Door een veranderende instroom ontstaat in veel van die toch al weinig welvarende
wijken een concentratie van kwetsbare huishoudens, stapelen de problemen zich op en
gaat de leefbaarheid achteruit. Er is sprake van meerdere problematieken die samen
komen: lage inkomens, lage opleiding, werkloosheid, meer mensen met gezondheidsklachten
of psychologische problemen, schulden en verslaving. Deze problemen komen in iedere
samenleving voor, maar als deze zich allemaal in dezelfde wijken opstapelen, worden
ze onbeheersbaar. Problemen versterken elkaar en worden daarmee steeds moeilijker
oplosbaar. Dit leidt tot een verminderde mogelijkheid om zorg te dragen voor elkaar
en een afname van de leefbaarheid in deze buurten5.
Deze concentratie van problemen in dezelfde wijken is geen natuurverschijnsel. Voor
een belangrijk deel zijn deze problemen het gevolg van overheidsbeleid. Zo is het
corporaties moeilijk gemaakt om te blijven investeren in hun woningen en buurten;
om te bouwen voor de middenklasse; hebben corporaties door passend toewijzen minder
invloed op de diversiteit van de wijk en wordt bij nieuwbouw te weinig rekening gehouden
met de samenstelling van de wijk en de daarbij behorende voorzieningen. Ook zijn de
Rijksfondsen voor investeringen in de minst sterke wijken afgeschaft, waardoor ze
verder op achterstand zijn gekomen.
De initiatiefnemer vindt dat iedereen zeker moet zijn van een betaalbare en fijne
woning in een prettige wijk. Een wijk waar je je veilig voelt en waar je thuis bent.
2.2. Doel en strekking van de initiatiefnota
De initiatiefnemer maakt zich zorgen over de toenemende woontweedeling in Nederland.
Nederland kent van oudsher gemengde wijken en huizen van gemiddeld goede kwaliteit,
zeker in vergelijking met het buitenland. Banlieus komen hier (nog) niet voor. Steden
zijn, zeker internationaal bezien, redelijk gemengd. Rijkenenclaves, «Gated communities»
zoals in de Verenigde Staten, bestaan hier nog niet. Dat is een groot goed, maar dat
gaat niet vanzelf.
De initiatiefnemer wil een lans breken voor meer investeringen in en aandacht voor
het belang van gemengde steden en buurten. Het is een Nederlandse kracht die onder
druk staat en bescherming verdient.
Wijken en buurten verloederen. Problemen stapelen zich verder op. Gettovorming dreigt.

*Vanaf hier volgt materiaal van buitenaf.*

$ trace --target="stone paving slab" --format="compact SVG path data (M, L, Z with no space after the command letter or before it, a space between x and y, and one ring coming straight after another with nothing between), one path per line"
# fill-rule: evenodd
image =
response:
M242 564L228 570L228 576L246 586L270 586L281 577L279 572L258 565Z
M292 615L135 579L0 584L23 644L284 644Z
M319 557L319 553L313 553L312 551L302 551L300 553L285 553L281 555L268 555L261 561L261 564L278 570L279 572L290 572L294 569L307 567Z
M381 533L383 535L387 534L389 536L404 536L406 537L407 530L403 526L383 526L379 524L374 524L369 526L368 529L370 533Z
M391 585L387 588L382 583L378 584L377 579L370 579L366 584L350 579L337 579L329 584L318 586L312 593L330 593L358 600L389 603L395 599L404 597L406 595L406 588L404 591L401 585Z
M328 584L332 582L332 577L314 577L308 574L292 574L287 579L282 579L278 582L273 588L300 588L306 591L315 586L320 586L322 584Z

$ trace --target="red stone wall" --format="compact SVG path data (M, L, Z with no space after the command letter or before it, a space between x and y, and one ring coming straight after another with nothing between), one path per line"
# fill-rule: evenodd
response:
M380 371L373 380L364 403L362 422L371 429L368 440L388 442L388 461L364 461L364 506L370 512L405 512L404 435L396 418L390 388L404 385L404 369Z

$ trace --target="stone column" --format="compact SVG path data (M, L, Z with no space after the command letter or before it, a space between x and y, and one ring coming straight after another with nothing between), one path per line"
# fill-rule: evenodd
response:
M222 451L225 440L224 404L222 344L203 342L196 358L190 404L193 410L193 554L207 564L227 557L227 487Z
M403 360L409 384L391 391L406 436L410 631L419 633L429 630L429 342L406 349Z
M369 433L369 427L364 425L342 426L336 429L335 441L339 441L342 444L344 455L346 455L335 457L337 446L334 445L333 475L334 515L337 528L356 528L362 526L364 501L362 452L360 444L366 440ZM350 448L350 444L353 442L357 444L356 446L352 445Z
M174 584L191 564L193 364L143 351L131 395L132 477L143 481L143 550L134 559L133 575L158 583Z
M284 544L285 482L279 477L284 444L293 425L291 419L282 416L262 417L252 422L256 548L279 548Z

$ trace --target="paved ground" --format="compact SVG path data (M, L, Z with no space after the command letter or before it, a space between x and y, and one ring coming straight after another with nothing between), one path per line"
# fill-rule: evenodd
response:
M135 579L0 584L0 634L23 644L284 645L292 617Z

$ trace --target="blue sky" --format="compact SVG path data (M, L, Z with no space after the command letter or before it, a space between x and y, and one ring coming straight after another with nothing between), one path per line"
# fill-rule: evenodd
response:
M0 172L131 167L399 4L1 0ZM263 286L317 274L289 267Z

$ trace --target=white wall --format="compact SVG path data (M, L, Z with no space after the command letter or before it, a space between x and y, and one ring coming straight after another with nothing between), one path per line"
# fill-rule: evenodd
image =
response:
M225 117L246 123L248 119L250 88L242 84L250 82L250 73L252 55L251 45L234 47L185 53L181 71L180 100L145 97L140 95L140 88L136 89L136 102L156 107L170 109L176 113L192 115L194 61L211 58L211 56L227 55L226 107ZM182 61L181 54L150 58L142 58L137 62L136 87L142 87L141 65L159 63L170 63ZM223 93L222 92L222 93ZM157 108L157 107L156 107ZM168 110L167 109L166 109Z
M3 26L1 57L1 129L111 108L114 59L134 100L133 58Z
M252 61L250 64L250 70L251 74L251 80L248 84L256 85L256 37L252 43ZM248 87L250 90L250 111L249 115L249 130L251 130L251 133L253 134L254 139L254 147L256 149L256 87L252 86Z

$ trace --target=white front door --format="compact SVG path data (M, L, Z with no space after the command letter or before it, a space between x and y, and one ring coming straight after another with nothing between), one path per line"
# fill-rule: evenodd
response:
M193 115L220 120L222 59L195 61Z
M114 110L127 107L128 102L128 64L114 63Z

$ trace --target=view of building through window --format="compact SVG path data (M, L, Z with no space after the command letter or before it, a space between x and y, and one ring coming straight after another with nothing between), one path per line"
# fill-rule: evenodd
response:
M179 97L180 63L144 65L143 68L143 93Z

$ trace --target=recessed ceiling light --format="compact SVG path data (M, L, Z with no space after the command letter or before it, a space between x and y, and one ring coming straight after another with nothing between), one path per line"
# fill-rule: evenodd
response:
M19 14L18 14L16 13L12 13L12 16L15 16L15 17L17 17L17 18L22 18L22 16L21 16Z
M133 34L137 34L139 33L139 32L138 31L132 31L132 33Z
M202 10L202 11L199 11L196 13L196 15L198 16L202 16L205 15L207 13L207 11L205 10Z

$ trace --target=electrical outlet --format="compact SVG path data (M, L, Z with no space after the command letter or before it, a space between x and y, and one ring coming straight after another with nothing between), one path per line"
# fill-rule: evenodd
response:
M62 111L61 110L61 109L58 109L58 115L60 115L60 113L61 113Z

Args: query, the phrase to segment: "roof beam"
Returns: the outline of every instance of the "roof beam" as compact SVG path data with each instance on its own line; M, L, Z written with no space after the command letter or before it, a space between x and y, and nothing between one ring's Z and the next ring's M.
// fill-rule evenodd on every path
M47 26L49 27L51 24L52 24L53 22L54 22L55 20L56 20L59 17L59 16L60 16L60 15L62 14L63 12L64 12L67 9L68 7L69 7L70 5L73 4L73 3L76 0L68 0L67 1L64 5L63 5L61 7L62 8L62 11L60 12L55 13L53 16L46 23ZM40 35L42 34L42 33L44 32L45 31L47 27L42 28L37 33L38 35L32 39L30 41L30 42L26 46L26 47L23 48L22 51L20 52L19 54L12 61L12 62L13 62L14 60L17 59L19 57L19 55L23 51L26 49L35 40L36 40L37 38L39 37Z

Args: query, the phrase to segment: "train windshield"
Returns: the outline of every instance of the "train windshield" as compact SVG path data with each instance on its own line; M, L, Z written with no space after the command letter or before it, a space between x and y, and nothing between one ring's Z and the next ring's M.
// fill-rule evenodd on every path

En aan de andere kant nemen beleggers onze steden over, komen starters er niet tussen
en zijn onze binnensteden inmiddels voor gewone mensen onbetaalbaar geworden.
De initiatiefnemer ziet graag een land waarin buren elkaar kennen en waar rijk en
arm, hoog- en laagopgeleid, oorspronkelijke Nederlander en Nederlander met een migratie-achtergrond
met elkaar wonen. Waar de sociale cohesie niet afhangt van een enkele vrijwilliger.
Waar buren elkaar een handje helpen met de boodschappen, waar men een oogje in het
zeil houdt als de buren op vakantie zijn en waar men samen let op de vriendelijke
oudere buurvrouw. Waar mensen elkaar aanspreken op vuil op straat en waar buurkinderen
samen buitenspelen. Kortom, een veilige basis voor een zeker bestaan.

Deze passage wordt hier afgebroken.